Zulip Chat Archive

Stream: Machine Learning for Theorem Proving

Topic: AlphaEvolve

Ivan Eric (May 14 2025 at 17:36):

https://deepmind.google/discover/blog/alphaevolve-a-gemini-powered-coding-agent-for-designing-advanced-algorithms/
New LLM based coding agent for algorithm discovery. It uses evolutionary search with automated evaluation to generate and optimize code. They claim to have improved data center scheduling, TPU design, and found improvements upon Strassens algorithm and other open math problems

Junyan Xu (May 14 2025 at 18:12):

AlphaEvolve’s procedure found an algorithm to multiply 4x4 complex-valued matrices using 48 scalar multiplications, improving upon Strassen’s 1969 algorithm that was previously known as the best in this setting. This finding demonstrates a significant advance over our previous work, AlphaTensor, which specialized in matrix multiplication algorithms, and for 4x4 matrices, only found improvements for binary arithmetic.
To investigate AlphaEvolve’s breadth, we applied the system to over 50 open problems in mathematical analysis, geometry, combinatorics and number theory. The system’s flexibility enabled us to set up most experiments in a matter of hours. In roughly 75% of cases, it rediscovered state-of-the-art solutions, to the best of our knowledge.
And in 20% of cases, AlphaEvolve improved the previously best known solutions, making progress on the corresponding open problems. For example, it advanced the kissing number problem. This geometric challenge has fascinated mathematicians for over 300 years and concerns the maximum number of non-overlapping spheres that touch a common unit sphere. AlphaEvolve discovered a configuration of 593 outer spheres and established a new lower bound in 11 dimensions [previous record: 592].

From paper:

Notably, for multiplying two 4 × 4 matrices, applying the algorithm of Strassen [92] recursively results in an algorithm with 49 multiplications, which works over any field. For the very specific case of multiplying in the field with 2 elements, Fawzi et al. [25] (AlphaTensor) found an algorithm with 47 multiplications. For 56 years, designing an algorithm with fewer than 49 multiplications over any field with characteristic 0 was an open problem. AlphaEvolve is the first method to find an algorithm to multiply two 4 × 4 complex-valued matrices using 48 multiplications.

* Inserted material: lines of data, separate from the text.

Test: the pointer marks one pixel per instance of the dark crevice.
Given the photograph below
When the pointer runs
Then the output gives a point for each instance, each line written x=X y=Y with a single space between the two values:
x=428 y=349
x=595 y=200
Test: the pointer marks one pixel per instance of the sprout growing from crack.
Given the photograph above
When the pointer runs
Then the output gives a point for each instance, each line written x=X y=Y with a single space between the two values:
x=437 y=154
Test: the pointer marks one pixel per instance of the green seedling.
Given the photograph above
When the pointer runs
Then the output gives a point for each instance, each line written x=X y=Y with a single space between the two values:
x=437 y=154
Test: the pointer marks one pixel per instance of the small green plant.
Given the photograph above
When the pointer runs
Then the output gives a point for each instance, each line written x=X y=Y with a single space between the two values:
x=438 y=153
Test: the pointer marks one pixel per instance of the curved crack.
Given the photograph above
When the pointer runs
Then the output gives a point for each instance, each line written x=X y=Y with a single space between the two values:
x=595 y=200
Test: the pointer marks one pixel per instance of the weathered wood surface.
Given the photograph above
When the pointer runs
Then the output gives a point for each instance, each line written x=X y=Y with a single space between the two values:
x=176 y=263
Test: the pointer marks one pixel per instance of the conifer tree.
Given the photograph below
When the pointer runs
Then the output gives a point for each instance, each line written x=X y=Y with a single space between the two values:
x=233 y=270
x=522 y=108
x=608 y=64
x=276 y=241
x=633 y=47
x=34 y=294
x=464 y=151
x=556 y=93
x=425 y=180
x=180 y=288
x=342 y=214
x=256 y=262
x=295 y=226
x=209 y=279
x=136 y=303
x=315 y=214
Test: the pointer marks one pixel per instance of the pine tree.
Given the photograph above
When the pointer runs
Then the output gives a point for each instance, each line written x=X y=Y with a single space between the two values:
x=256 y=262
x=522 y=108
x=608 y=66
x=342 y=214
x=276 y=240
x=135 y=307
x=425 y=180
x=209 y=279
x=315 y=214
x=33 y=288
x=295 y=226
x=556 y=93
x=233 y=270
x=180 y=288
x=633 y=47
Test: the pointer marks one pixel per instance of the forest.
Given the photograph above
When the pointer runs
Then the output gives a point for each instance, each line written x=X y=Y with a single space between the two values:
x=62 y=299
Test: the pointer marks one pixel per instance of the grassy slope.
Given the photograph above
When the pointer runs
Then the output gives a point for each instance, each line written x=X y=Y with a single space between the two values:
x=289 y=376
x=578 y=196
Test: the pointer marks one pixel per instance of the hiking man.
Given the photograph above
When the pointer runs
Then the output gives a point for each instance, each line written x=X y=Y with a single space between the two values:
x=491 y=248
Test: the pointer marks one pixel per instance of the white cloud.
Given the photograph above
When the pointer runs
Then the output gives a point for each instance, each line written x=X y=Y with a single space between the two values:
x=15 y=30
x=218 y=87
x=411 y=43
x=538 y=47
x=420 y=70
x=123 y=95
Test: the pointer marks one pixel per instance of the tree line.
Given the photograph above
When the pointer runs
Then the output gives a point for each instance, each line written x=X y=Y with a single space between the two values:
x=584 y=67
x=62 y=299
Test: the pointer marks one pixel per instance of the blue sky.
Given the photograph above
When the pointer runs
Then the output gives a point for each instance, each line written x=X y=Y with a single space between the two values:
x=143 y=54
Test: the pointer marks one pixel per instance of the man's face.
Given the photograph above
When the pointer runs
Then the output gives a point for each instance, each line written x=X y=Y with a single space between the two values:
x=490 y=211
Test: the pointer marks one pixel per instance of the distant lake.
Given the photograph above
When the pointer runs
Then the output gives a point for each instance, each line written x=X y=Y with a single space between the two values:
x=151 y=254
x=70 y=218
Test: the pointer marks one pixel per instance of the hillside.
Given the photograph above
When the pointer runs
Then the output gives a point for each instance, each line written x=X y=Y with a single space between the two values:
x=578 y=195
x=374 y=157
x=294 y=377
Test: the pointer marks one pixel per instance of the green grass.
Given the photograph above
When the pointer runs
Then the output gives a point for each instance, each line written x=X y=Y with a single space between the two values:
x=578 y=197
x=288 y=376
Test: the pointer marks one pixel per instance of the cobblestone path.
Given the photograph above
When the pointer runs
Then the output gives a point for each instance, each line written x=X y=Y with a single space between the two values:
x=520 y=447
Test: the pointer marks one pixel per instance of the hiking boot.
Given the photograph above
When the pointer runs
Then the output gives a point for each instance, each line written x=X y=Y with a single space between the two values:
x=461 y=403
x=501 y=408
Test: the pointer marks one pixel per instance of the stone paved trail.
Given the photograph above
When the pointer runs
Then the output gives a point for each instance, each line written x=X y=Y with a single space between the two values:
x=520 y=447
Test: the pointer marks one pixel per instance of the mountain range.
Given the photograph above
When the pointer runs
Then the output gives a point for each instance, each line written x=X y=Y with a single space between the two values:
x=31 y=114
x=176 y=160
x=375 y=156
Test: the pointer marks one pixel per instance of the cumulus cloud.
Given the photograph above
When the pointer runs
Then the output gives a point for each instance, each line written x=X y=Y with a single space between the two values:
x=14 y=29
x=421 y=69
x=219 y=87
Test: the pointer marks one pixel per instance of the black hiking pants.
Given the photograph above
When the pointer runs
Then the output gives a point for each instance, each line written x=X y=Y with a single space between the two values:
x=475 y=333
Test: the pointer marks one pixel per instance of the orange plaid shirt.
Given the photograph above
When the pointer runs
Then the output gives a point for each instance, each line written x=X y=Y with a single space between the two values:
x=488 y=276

Junyan Xu (May 14 2025 at 18:34):

Three candidate number theory problems that come to my mind which could potentially be studied with AlphaEvolve:

High-quality abc triples (there are already computer search running for these)
Mahler measure: apparently people are already using evolutionary approaches
https://web.ma.utexas.edu/users/jmc5946/john_clark_thesis.pdf
image.png
Optimization of trigonometric polynomials (I don't know if anyone keep track of records for such things)

image.png

Kevin Buzzard (May 14 2025 at 21:05):

My instinct is that high-quality ABC triples would not be a good problem for this framework because of the arithmetic nature of the subtlety. The applications are mostly about shaving off decimal places or algebra. For example would one expect this kind of tool to be good at primality generation or factoring? ABC triples is kind of like that and my instinct is that a different tool is required. I'd love to be proved wrong!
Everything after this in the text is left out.